Force the model to pick exactly one option from a list. Useful for classification, branching dialogue, and any pick-from-a-set scenario.

curl http://localhost:11434/v1/chat/completions \
-H "Content-Type: application/json" \
-d '{
"model": "in-memory::meta-llama/Llama-3.2-3B-Instruct-Q4_K_M",
"messages": [
{"role": "system", "content": "You are an NPC reacting to the player entering a dark cave."},
{"role": "user", "content": "How do you feel?"}
],
"response_format": {
"type": "choice",
"choices": ["happy", "sad", "angry", "scared", "neutral"]
}
}'

The response content will be exactly one of the strings in choices -- no quotes, no extras. Parse it directly as a string.

This is ideal for driving game state: emotion systems, dialogue branching, action selection, difficulty ratings, etc.

Regex Constraint

Force the model to output text matching a regular expression. Useful for codes, dates, identifiers, and structured text that isn't JSON.

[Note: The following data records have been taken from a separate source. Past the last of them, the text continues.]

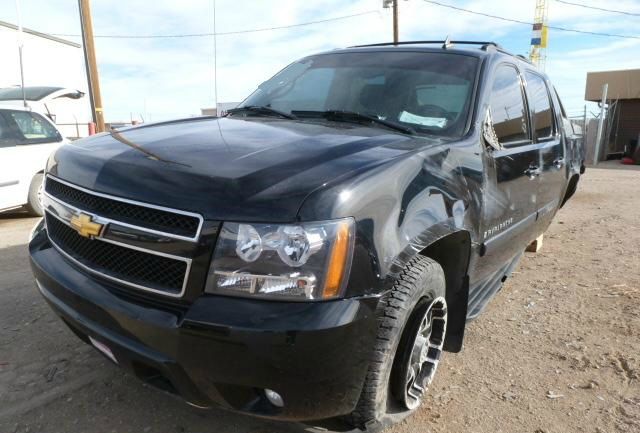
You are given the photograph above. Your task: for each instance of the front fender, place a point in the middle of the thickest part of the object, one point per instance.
(400, 208)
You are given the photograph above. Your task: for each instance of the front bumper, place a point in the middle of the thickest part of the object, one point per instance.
(222, 351)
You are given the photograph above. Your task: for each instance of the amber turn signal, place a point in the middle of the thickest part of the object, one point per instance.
(338, 262)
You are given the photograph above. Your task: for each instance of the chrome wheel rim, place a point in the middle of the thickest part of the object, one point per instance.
(426, 352)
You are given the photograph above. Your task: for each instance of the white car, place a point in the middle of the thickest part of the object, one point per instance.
(26, 141)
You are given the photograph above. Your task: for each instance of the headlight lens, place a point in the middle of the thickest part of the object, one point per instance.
(307, 261)
(36, 229)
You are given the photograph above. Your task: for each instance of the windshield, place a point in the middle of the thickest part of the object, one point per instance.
(428, 92)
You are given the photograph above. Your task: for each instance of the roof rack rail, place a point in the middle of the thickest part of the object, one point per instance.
(521, 57)
(448, 42)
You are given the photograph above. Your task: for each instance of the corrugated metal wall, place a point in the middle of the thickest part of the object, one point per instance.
(626, 125)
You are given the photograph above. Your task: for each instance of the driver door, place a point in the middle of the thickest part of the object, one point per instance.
(512, 162)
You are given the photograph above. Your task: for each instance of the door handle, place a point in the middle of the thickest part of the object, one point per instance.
(559, 163)
(532, 172)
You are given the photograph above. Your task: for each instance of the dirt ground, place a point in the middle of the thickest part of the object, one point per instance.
(557, 350)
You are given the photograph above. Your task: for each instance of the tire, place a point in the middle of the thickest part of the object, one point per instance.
(34, 205)
(401, 313)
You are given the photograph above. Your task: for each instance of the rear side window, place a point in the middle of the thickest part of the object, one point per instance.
(33, 127)
(7, 138)
(540, 105)
(508, 111)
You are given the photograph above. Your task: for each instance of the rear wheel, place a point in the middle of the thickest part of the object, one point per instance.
(34, 201)
(412, 324)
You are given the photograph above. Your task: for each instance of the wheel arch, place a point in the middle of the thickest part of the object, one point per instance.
(453, 252)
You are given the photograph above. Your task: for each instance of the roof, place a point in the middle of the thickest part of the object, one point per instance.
(472, 48)
(38, 93)
(623, 84)
(40, 34)
(4, 106)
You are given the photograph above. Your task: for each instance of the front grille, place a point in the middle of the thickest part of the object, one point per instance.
(131, 266)
(155, 219)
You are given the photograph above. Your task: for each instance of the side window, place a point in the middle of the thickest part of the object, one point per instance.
(33, 127)
(7, 137)
(540, 105)
(508, 111)
(566, 123)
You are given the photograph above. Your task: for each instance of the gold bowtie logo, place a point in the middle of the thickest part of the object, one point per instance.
(85, 226)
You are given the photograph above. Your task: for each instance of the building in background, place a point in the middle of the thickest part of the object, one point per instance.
(48, 61)
(622, 121)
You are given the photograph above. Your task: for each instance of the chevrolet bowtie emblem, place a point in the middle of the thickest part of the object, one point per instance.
(85, 226)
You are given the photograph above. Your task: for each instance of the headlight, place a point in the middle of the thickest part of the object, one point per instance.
(36, 229)
(295, 261)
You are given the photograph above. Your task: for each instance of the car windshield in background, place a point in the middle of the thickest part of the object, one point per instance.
(427, 92)
(33, 127)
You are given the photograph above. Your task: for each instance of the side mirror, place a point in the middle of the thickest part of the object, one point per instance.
(488, 133)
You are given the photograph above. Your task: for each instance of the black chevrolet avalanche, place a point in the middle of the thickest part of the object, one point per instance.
(311, 254)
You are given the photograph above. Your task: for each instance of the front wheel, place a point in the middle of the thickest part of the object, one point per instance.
(412, 325)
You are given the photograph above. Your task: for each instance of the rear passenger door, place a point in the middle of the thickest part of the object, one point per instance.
(512, 167)
(546, 134)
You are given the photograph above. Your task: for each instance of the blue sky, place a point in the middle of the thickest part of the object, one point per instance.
(165, 78)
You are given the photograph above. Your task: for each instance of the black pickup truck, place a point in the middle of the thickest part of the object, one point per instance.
(310, 255)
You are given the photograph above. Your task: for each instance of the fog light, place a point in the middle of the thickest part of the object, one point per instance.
(274, 398)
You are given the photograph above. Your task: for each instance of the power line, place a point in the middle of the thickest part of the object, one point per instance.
(237, 32)
(564, 29)
(634, 14)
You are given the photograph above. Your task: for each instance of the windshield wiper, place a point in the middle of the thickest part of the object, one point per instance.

curl http://localhost:11434/v1/chat/completions \
-H "Content-Type: application/json" \
-d '{
"model": "in-memory::meta-llama/Llama-3.2-3B-Instruct-Q4_K_M",
"messages": [
{"role": "user", "content": "Generate a fantasy item code."}
],
"response_format": {
"type": "regex",
"pattern": "ITEM-[A-Z]{3}-[0-9]{3}"
}
}'

Example output: ITEM-LYS-042

The pattern uses standard regex syntax. The model's output is guaranteed to match the pattern exactly.

Grammar Constraint (Lark)

For complex output formats that go beyond regex but aren't JSON, you can specify a Lark context-free grammar.

curl http://localhost:11434/v1/chat/completions \
-H "Content-Type: application/json" \
-d '{
"model": "in-memory::meta-llama/Llama-3.2-3B-Instruct-Q4_K_M",
"messages": [
{"role": "user", "content": "Greet the player."}
],
"response_format": {
"type": "grammar",
"lark": "start: greeting \" \" name\ngreeting: \"hello\" | \"hi\" | \"hey\"\nname: /[A-Z][a-z]+/"
}
}'

Example output: hello Adventurer

This is the most flexible format -- you can define any structure that a context-free grammar can express. Use it for custom DSLs, formatted commands, or structured text that doesn't fit JSON.

Structured Generation with Streaming

Structured generation works with streaming too. The JSON is built token by token, and the final assembled output is guaranteed valid. Accumulate the streamed tokens, then parse the complete JSON when the stream finishes.

Tips

  • Keep schemas focused. Smaller schemas with fewer fields produce better results. Don't ask for 20 fields when you need 5.
  • Use enums for fields that should be one of a known set of values (emotions, item types, difficulty levels). This prevents the model from inventing invalid values.
  • System prompts still matter. The schema constrains the structure, but the system prompt influences the content quality. "Generate a balanced RPG encounter for level 8 players" produces better results than just "Generate an encounter."
  • Temperature matters less with structured generation since the schema already constrains the output, but lower temperatures (0.3-0.7) produce more consistent field values.
  • Add description fields to your schema properties. These are included in the auto-injected prompt hint (at "concise" level), helping the model understand what each field should contain.
  • Use "schema_injection": "light" on very small models (1B) with long prompts to save context tokens. Use "full" on larger models (7B+) with complex nested schemas for maximum precision.